Among Brazier's well-known customers was Édouard Herriot, mayor of Lyon and three times prime minister of France, who said, "She does more than I do to make the city famous." As an enemy of the Nazis and the puppet Vichy government, he was imprisoned during much of the Second World War, and under his collaborateur replacement Brazier fell foul of the authorities. She refused to compromise her standards and was repeatedly fined, and on one occasion imprisoned for a week, for breaching the Nazi occupiers' regulations about food rationing. In 1941 the regime ordered the closure of the rue Royale restaurant for buying food without the requisite authorisation.
When the war ended, Brazier held a celebratory feast at the Col for a large number of people from Lyon. She hired a band and a clown and her guests sang La Marseillaise during the banquet. The two establishments were restored to their pre-war eminence. From 1946 Brazier left Gaston in control of the rue Royal restaurant, where he, his wife, and later their daughter continued Brazier's traditions. Brazier concentrated her efforts on the Col de la Luère. Among the young chefs who learned their craft there were Paul Bocuse and Bernard Pacaud. Both contributed forewords paying tribute to their mentor in editions of her posthumously published recipe book, Les secrets de la Mère Brazier. Brazier's second-in-command at the Col de la Luère was Roger Garnier, husband of Odette, Brazier's niece; he was chef there for 20 years. Every February, accompanied by the Garniers, Brazier made what Drew Smith, in a biographical sketch, calls "note-gathering field trips" to other top restaurants in France, including Fernand Point's La Pyramide, Maison Pic and others.

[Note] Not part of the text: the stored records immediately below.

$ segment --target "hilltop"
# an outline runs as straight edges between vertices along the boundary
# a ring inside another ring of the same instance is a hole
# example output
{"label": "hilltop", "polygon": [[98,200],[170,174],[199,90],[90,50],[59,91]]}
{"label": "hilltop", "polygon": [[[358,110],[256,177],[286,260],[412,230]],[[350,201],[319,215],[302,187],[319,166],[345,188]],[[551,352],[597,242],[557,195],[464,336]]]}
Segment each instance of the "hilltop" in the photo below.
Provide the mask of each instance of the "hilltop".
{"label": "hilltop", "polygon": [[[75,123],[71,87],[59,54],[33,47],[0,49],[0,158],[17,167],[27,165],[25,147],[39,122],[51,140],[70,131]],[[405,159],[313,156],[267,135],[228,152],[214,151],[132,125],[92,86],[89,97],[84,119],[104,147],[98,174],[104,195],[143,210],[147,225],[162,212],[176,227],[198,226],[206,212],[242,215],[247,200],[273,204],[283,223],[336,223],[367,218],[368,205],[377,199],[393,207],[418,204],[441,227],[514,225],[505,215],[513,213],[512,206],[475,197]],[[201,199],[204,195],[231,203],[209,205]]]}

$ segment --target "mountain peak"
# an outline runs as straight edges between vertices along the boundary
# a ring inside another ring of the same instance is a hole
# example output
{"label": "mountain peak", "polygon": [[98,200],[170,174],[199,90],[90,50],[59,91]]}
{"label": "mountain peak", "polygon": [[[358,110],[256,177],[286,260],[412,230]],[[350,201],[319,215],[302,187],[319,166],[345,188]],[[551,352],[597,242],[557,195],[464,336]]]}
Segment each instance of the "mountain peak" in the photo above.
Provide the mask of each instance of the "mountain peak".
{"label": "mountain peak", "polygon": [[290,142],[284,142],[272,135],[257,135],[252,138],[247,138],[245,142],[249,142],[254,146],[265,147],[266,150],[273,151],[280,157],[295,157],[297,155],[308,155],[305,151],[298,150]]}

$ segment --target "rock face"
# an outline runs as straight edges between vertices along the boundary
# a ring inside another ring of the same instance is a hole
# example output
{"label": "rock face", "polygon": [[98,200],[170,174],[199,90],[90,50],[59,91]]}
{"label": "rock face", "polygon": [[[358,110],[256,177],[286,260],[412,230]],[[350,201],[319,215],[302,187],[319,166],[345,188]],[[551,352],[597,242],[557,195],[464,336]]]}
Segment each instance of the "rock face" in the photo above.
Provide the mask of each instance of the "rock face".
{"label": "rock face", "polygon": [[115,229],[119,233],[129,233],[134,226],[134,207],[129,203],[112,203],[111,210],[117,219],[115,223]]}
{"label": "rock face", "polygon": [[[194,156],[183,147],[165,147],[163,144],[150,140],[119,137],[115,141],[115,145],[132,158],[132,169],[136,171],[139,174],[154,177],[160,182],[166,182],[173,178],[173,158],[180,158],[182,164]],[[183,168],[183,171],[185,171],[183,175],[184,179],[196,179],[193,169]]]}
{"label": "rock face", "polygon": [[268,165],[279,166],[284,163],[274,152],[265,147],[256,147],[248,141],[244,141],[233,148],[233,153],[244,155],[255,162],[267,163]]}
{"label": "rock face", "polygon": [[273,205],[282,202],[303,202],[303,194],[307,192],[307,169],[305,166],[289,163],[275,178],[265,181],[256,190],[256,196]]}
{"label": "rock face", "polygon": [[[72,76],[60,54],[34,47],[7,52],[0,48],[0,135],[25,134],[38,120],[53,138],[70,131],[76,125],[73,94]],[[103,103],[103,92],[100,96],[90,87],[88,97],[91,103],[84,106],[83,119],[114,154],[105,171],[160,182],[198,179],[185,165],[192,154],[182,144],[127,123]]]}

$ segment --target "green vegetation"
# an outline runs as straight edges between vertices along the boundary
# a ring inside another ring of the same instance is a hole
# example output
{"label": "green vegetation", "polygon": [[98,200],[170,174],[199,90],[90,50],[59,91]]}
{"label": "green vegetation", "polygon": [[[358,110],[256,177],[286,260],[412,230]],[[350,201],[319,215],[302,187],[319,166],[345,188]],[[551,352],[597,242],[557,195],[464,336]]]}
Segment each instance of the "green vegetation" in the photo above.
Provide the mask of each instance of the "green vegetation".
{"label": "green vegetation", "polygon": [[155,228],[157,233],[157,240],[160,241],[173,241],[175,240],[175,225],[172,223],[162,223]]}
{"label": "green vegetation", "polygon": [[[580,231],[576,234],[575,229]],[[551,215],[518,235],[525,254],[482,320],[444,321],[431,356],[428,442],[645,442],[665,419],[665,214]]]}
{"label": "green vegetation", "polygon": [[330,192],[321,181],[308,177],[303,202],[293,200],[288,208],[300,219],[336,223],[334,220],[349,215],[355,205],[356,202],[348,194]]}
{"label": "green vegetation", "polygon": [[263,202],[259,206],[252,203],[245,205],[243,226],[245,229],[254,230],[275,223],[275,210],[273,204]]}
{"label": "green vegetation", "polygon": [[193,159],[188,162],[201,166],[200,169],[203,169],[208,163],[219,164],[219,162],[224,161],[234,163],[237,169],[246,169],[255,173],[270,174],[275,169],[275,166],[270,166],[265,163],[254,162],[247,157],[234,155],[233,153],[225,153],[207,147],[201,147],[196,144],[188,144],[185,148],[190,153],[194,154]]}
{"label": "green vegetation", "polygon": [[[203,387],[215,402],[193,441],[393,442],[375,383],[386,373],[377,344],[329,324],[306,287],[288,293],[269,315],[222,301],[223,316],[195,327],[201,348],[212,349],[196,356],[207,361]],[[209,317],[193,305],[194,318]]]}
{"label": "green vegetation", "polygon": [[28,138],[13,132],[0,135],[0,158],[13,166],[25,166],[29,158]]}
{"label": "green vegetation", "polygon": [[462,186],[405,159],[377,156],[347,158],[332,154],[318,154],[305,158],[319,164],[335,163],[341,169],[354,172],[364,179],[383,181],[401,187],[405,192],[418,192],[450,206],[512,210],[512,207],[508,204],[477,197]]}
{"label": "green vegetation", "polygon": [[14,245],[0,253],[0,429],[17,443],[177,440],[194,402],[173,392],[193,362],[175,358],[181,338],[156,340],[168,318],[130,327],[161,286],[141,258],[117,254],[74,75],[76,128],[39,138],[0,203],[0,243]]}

The Michelin Guide reputations of the Col de la Luère establishment varied. The restaurant lost one of its three stars in 1960, Brazier resumed personal direction of the kitchen and three stars were restored in 1963. The third star was again withdrawn in 1968, when Brazier retired.
In 1968, aged 72, Brazier handed over to Gaston. In 1971 Jacotte Brazier, his daughter, joined the restaurant in the rue Royale, and succeeded him after his death in 1974. Brazier turned down the Légion d'honneur, the highest French order of merit, both military and civil, saying that it "should be given out for doing more important things than cooking well and doing the job as you're supposed to".
Brazier died on 2 March 1977 at the age of 81. The restaurant at Col de la Luère closed, but the rue Royale establishment continued under Jacotte until 2004. In 2008 the Michelin-starred chef Mathieu Viannay bought the restaurant, retaining its name, restoring the 1930s décor and featuring Brazier classics such as the volaille demi-deuil on the menu along with new dishes.
Although Brazier had a reputation for menus that changed little, her recipe book, begun in her last years and published after her death, contains more than 300 dishes. The editors intersperse the chapters with details of seven of her classic menus, illustrating her wide range. Starters included artichokes with foie gras, Belon oysters, house pâté, turbot cooked in Chambertin, salmon soufflé, artichokes with truffles, and grilled boudin with godiveau (veal forcemeat). Among the second courses are lobster with brandy and cream, smoked salmon, lobster with mayonnaise, and quenelles au gratin. The most prominently featured main course is Brazier's trademark chicken demi-deuil; others are roast pork, chicken with morels and cream, fillet steak Rossini, grilled chicken with béarnaise sauce, and poularde de Bresse poached en vessie with Riesling white wine. The larger courses are interspersed with dishes such as chicory salad, chestnuts and spinach in cream, or sautéed potatoes (as a course on their own). Desserts included ice cream bombe with fresh pineapple, peaches flambéed with Kirsch, fruit sorbet, Bresse galettes, and rum baba.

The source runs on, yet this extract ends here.